GS: I want to go ring the doorbell, will you come with me?
J&D: [looking at each other] Um, sure.

We walk up to the door, noticing there's a Jeep 4x4 in the driveway, but it looks like there's another car usually parked closer to the street. She rings the doorbell and we wait. No answer. She rings again, with no response. We're just about to walk away, when a *very* expensive SUV pulls up, and a man in surgical scrubs gets out. We shuffle around and try to look harmless and un-Jehovah's witness-like and the crazy woman I call my grandmother greets him in her cheerful old lady voice. He returns her greeting very amiably, but is obviously puzzled by our sudden appearance on his front stoop.

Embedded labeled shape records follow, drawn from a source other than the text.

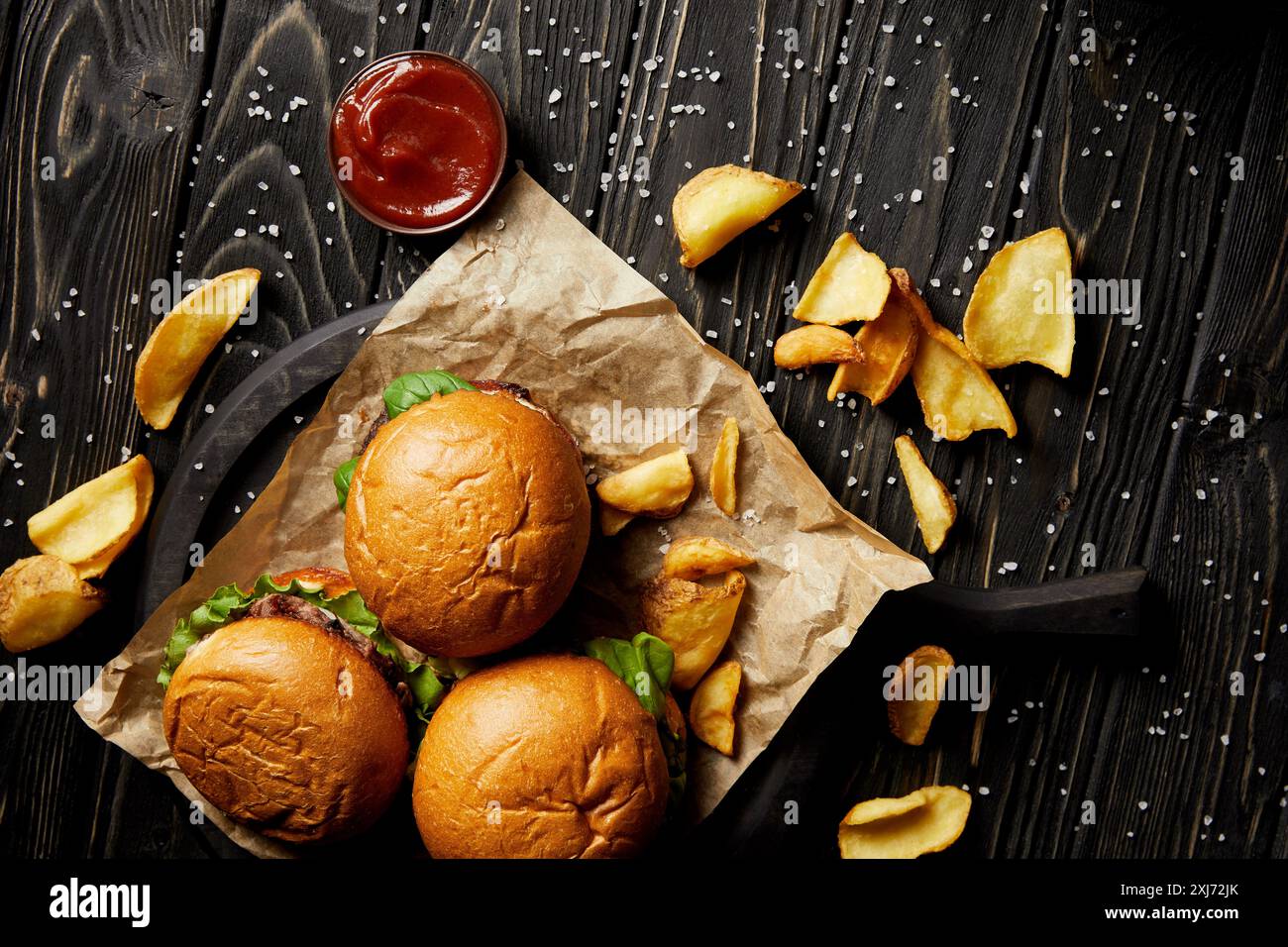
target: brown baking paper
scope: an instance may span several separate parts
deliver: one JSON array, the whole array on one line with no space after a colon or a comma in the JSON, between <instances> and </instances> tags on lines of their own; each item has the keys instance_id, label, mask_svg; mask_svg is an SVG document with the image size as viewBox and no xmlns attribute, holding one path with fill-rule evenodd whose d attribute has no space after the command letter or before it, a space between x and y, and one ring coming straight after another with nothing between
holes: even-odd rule
<instances>
[{"instance_id":1,"label":"brown baking paper","mask_svg":"<svg viewBox=\"0 0 1288 947\"><path fill-rule=\"evenodd\" d=\"M737 755L690 740L689 810L697 818L765 749L881 594L930 579L921 560L832 499L746 371L520 173L374 330L241 522L103 670L95 684L102 693L76 705L90 727L164 772L188 799L200 795L166 747L156 683L175 621L227 582L245 588L261 572L312 564L344 568L332 472L357 451L385 385L425 368L531 389L581 443L590 481L675 450L640 435L665 437L665 421L688 421L670 432L692 448L697 484L684 512L636 519L613 539L596 528L578 586L553 624L582 636L643 630L639 586L657 573L670 539L710 535L755 553L726 648L743 667ZM632 424L632 410L649 423ZM715 508L708 488L726 416L742 430L737 519ZM291 854L222 813L207 818L255 854Z\"/></svg>"}]
</instances>

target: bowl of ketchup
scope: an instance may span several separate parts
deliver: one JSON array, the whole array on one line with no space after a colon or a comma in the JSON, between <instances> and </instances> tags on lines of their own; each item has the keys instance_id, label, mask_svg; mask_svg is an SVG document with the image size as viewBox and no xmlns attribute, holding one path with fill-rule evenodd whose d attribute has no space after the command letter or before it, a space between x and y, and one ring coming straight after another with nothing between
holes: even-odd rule
<instances>
[{"instance_id":1,"label":"bowl of ketchup","mask_svg":"<svg viewBox=\"0 0 1288 947\"><path fill-rule=\"evenodd\" d=\"M376 59L336 99L327 157L340 193L397 233L456 227L505 169L505 115L477 71L443 53Z\"/></svg>"}]
</instances>

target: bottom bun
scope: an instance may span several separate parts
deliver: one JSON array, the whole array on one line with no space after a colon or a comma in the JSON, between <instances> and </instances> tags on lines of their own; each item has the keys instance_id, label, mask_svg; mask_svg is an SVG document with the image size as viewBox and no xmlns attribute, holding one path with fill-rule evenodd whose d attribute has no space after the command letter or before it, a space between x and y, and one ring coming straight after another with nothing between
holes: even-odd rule
<instances>
[{"instance_id":1,"label":"bottom bun","mask_svg":"<svg viewBox=\"0 0 1288 947\"><path fill-rule=\"evenodd\" d=\"M341 636L242 618L193 647L165 696L166 741L214 805L285 841L370 828L407 772L407 720Z\"/></svg>"},{"instance_id":2,"label":"bottom bun","mask_svg":"<svg viewBox=\"0 0 1288 947\"><path fill-rule=\"evenodd\" d=\"M638 854L670 789L657 722L590 657L542 655L470 674L416 758L416 825L435 858Z\"/></svg>"}]
</instances>

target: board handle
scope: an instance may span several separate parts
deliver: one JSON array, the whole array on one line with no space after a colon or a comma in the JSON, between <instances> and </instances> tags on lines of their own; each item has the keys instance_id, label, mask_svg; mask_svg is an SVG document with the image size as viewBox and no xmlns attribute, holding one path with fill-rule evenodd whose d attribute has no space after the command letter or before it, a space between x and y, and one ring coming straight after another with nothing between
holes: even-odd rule
<instances>
[{"instance_id":1,"label":"board handle","mask_svg":"<svg viewBox=\"0 0 1288 947\"><path fill-rule=\"evenodd\" d=\"M1140 634L1141 566L1019 589L971 589L933 581L905 591L917 604L974 635Z\"/></svg>"}]
</instances>

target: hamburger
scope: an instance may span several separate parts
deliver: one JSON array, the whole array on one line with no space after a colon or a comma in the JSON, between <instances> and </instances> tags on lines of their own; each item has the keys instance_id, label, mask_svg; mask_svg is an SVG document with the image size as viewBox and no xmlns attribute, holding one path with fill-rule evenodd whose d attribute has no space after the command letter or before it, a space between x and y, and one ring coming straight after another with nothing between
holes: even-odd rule
<instances>
[{"instance_id":1,"label":"hamburger","mask_svg":"<svg viewBox=\"0 0 1288 947\"><path fill-rule=\"evenodd\" d=\"M639 854L684 789L684 722L666 693L672 664L665 643L641 634L459 682L416 758L412 808L429 853Z\"/></svg>"},{"instance_id":2,"label":"hamburger","mask_svg":"<svg viewBox=\"0 0 1288 947\"><path fill-rule=\"evenodd\" d=\"M408 711L446 689L379 629L349 576L225 585L178 622L158 682L170 752L229 817L290 843L371 827L402 786Z\"/></svg>"},{"instance_id":3,"label":"hamburger","mask_svg":"<svg viewBox=\"0 0 1288 947\"><path fill-rule=\"evenodd\" d=\"M577 442L514 384L394 379L335 482L358 591L389 634L429 655L529 638L567 599L590 541Z\"/></svg>"}]
</instances>

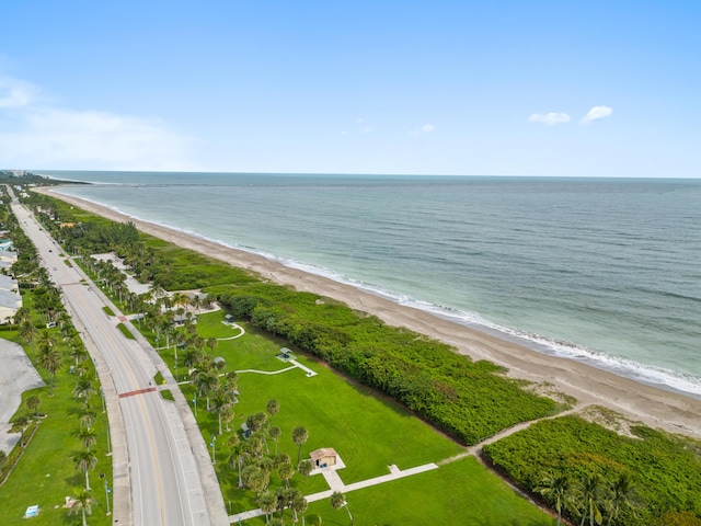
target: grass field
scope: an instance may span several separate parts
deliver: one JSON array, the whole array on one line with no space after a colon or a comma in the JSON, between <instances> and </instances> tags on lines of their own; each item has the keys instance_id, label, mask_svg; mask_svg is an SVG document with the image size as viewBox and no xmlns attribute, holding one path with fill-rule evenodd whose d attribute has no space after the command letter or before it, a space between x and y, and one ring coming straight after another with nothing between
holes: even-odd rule
<instances>
[{"instance_id":1,"label":"grass field","mask_svg":"<svg viewBox=\"0 0 701 526\"><path fill-rule=\"evenodd\" d=\"M7 340L15 340L16 335L4 332ZM80 515L68 516L62 507L66 496L76 495L78 490L84 487L85 476L77 471L70 458L73 453L84 449L79 442L77 433L80 430L78 410L82 402L72 396L72 389L77 376L68 373L70 361L56 375L54 396L49 397L49 388L44 387L24 392L23 404L18 414L27 413L24 400L30 396L38 396L42 404L38 412L46 414L42 419L34 438L27 446L22 459L18 464L8 481L0 487L0 524L3 526L23 525L27 521L37 526L44 525L74 525L81 524ZM39 369L44 381L48 384L49 376ZM94 385L99 390L96 380ZM107 453L107 419L102 413L100 395L92 397L91 409L96 414L96 422L92 425L97 437L97 444L93 448L97 457L97 465L90 471L90 484L96 504L92 507L92 516L89 517L91 526L108 525L111 517L106 516L104 480L112 485L112 458ZM101 479L100 474L104 473ZM41 513L30 519L23 518L27 506L38 504Z\"/></svg>"},{"instance_id":2,"label":"grass field","mask_svg":"<svg viewBox=\"0 0 701 526\"><path fill-rule=\"evenodd\" d=\"M198 317L197 330L203 338L228 338L240 331L221 323L222 312ZM289 367L276 358L286 342L261 334L242 323L246 333L234 340L220 340L214 351L227 362L227 370L260 369L274 371ZM162 352L172 364L173 352ZM318 373L308 377L299 368L276 375L241 373L240 402L235 405L232 430L225 431L215 442L217 474L230 513L256 508L254 495L237 488L238 472L226 465L227 437L239 430L243 420L255 412L265 412L271 399L279 401L280 410L273 424L283 430L278 450L297 462L297 446L291 441L296 426L304 426L309 439L302 447L302 459L320 447L333 447L346 465L338 471L344 483L353 483L387 474L395 464L407 469L452 457L463 448L422 422L392 400L378 396L365 386L340 377L323 364L296 354L297 361ZM181 367L179 375L186 374ZM185 397L194 398L194 389L183 386ZM197 420L207 444L218 432L216 415L205 411L205 400L198 400ZM273 451L275 444L268 439ZM290 481L303 494L327 490L323 477L303 479L297 473ZM271 489L281 487L272 477ZM475 524L475 525L551 525L554 521L533 504L519 496L474 458L448 464L439 469L388 482L346 494L356 524ZM286 515L291 521L290 512ZM308 524L320 516L323 524L348 524L344 510L334 511L329 500L311 503ZM265 524L263 517L248 524Z\"/></svg>"}]
</instances>

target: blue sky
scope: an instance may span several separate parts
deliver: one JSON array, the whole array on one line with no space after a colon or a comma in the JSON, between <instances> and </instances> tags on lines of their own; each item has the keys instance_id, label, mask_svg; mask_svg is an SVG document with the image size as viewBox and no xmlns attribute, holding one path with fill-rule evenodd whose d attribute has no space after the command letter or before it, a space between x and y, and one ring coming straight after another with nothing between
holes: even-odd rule
<instances>
[{"instance_id":1,"label":"blue sky","mask_svg":"<svg viewBox=\"0 0 701 526\"><path fill-rule=\"evenodd\" d=\"M697 1L5 3L1 168L701 176Z\"/></svg>"}]
</instances>

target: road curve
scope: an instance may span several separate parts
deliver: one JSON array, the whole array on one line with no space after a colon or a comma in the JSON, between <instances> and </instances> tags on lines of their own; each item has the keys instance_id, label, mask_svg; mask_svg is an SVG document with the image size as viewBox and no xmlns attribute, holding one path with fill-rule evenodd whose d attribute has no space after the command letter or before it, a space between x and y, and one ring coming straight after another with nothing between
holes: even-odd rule
<instances>
[{"instance_id":1,"label":"road curve","mask_svg":"<svg viewBox=\"0 0 701 526\"><path fill-rule=\"evenodd\" d=\"M66 263L65 256L60 255L61 249L25 207L13 199L12 208L36 245L51 279L61 289L105 389L115 454L113 524L220 524L219 518L211 517L226 516L223 500L219 493L219 499L214 501L221 501L222 510L210 513L200 482L202 458L193 453L181 412L151 386L157 371L153 356L160 358L154 352L150 355L145 352L143 341L126 339L119 332L118 319L103 311L104 296L90 286L78 268ZM114 414L115 411L120 414ZM202 449L204 439L202 435L197 436L203 442L198 444ZM189 433L189 439L193 438ZM117 449L125 444L127 459L120 459ZM206 445L204 447L206 450ZM119 495L119 491L128 492L128 495Z\"/></svg>"}]
</instances>

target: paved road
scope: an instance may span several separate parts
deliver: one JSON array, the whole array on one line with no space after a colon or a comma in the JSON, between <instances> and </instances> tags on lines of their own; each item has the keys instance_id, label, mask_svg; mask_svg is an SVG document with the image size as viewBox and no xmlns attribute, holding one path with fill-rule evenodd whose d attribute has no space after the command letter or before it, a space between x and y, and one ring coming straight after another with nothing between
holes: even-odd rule
<instances>
[{"instance_id":1,"label":"paved road","mask_svg":"<svg viewBox=\"0 0 701 526\"><path fill-rule=\"evenodd\" d=\"M114 524L212 524L183 420L172 402L163 400L151 386L156 374L151 357L137 341L118 331L118 320L103 311L105 304L100 293L81 283L81 274L66 264L59 247L33 216L19 204L13 205L13 211L62 290L83 340L99 353L100 357L93 355L93 359L106 395L115 395L107 400L115 453ZM105 373L110 376L107 381L103 379ZM115 415L115 411L120 414ZM128 460L123 464L117 448L125 442ZM128 480L118 480L122 478ZM130 496L125 505L119 504L119 490Z\"/></svg>"}]
</instances>

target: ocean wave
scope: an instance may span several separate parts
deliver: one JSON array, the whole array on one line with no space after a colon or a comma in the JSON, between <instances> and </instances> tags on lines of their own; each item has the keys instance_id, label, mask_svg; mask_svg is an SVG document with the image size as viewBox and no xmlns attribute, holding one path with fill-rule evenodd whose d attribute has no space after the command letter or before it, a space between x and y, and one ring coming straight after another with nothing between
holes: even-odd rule
<instances>
[{"instance_id":1,"label":"ocean wave","mask_svg":"<svg viewBox=\"0 0 701 526\"><path fill-rule=\"evenodd\" d=\"M68 188L61 188L60 191L57 190L57 192L65 193L66 195L73 195L71 192L66 190ZM332 271L326 267L303 263L301 261L298 261L291 258L281 258L276 254L265 252L253 247L246 247L238 243L230 243L221 239L204 236L200 232L194 231L192 229L174 227L165 221L145 218L145 217L131 214L129 211L125 211L117 206L99 202L94 198L84 197L82 195L80 196L80 198L84 201L89 201L96 205L103 206L111 210L117 211L119 214L123 214L136 220L141 220L145 222L150 222L164 228L169 228L171 230L175 230L175 231L185 233L187 236L210 241L210 242L220 244L222 247L256 254L267 260L276 261L290 268L296 268L309 274L319 275L338 283L350 285L353 287L356 287L369 294L383 297L398 305L409 306L409 307L423 310L425 312L432 313L439 318L448 319L452 322L469 327L471 329L486 332L491 335L501 338L503 340L518 343L528 348L531 348L533 351L537 351L547 355L575 359L575 361L585 363L587 365L590 365L593 367L613 373L618 376L622 376L622 377L639 381L641 384L651 385L651 386L667 389L667 390L679 391L686 395L693 396L694 398L701 398L701 378L692 375L686 375L683 373L667 369L664 367L642 364L639 362L634 362L632 359L613 356L598 350L591 350L568 341L543 336L541 334L536 334L521 329L510 328L510 327L502 325L498 323L494 323L481 317L476 312L470 312L466 310L456 309L449 306L437 305L437 304L415 299L410 296L389 290L378 285L350 278L342 273Z\"/></svg>"}]
</instances>

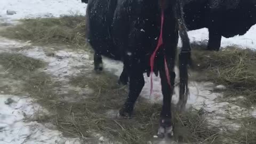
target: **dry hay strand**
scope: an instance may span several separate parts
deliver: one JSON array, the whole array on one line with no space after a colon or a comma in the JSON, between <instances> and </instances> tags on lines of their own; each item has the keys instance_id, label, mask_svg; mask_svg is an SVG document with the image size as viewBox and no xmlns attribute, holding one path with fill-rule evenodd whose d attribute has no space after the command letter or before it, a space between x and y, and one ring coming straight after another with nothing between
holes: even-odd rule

She explains who she is and why we're there, and, as he reacts with what appears to be geniune enthusiasm, goes on to say she would love it if she could see inside the house. We continue to try to look non-murdery and also slightly like we don't know her at all, never seen her before in our lives. We have introductions all around, he is Keith, an anesthesiologist at a respected hospital here in town, and has lived in this house around five years.

My great-grandparents bought the house in 1943 and lived in it until the early 70s when they moved to Lake Burton to live year-round. My grandmother lived there as a teenager, and as a college student. When she and my grandfather were married, they lived there for a few years until they could afford to buy their own house. My mother and uncle were born during that time.

He gives us the full tour. In the living room, she turns to me and says "Your mother learned to crawl on that floor." They talk for three-quarters of an hour about the house and the changes that have been made since my great-grandparents moved out in the seventies. It is a truly lovely house, full of what a realtor would call character. There are trees in the backyard that my great-grandmother planted. One of them is enormous, it must have a circumference of at least fifteen feet. Keith tells us he and his friends were estimating that it was well over a hundred years old. After exchanging email addresses and mailing addresses, my grandmother promises to send him pictures of the house; I suspect she'll wind up corresponding with him for a while.

We were, and still are, amazed at how gracious Keith was. He had just come from a shift in the operating room; we didn't even give him time to use the bathroom, eat, feed his cat, hide the porn, etc. before traipsing all over his house, peering into every nook and cranny. He said all the right things, like "I just knew good people had to have lived here before me, I've had such a good feeling about this place since the first time I saw it."

Then again, he thought the tree was very old. Funny how people can be wrong about things.